In response, Herbert Gladstone, then Secretary of State for the Home Department answered that:

"The Governor, acting on the discretion which had been given to him, decided to discharge these prisoners on Friday night. He arranged the time so as to allow Miss Tolson to catch a train for her home at 10.50; offered to send an officer home to Rochdale with another of the prisoners, while the third was to go to a friend in Manchester for the night. The three prisoners, however, being free to do as they liked on discharge, 'elected to go together in a cab to the offices of the Women's Political and Social Union, and left the prison singing and shouting. It appears that, finding the offices of the union closed, they drove to a friend's house; that Miss Tolson was pressed by one of her friends to remain with her for the night, but that she insisted on going home in a taxicab, and on the driver losing his way in a fog, she walked the last part. It is true that the Governor had arranged with her father to release her at 8.15 a.m. on Saturday, but the father had first voluntarily promised in a letter, which I have seen, to keep this information to himself, in order that there might be no demonstration. The Governor found, in the course of Friday, that information of the hour of release had been communicated to the Women's Social and Political Union; and, to avoid any demonstration, decided to release the prisoners on Friday."

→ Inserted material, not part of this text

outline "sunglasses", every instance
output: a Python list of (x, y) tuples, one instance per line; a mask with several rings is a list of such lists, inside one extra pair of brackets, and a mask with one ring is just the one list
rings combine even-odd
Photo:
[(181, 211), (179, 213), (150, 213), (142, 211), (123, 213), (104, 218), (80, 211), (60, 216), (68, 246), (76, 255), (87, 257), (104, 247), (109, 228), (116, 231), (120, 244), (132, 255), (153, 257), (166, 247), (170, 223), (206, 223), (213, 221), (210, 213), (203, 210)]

Not satisfied with this answer, Keir Hardie stated that Oxford Road, where the women had been released, was one of the lowest streets in Manchester and that Mr Tolson had made no such arrangement with the prison's Governor. Gladstone refused to be drawn any further on the matter.

In April 1911 Catherine, her sister Helen with their mother Mrs Anna Tolson together with their sister-in-law Mrs M F E Tolson, "all suffragettes who have served time in English jails for the cause" arrived on a sight-seeing visit to New York via the West Indies. Mrs Tolson stated "it was purely a holiday and they would not take part in any suffragette work there".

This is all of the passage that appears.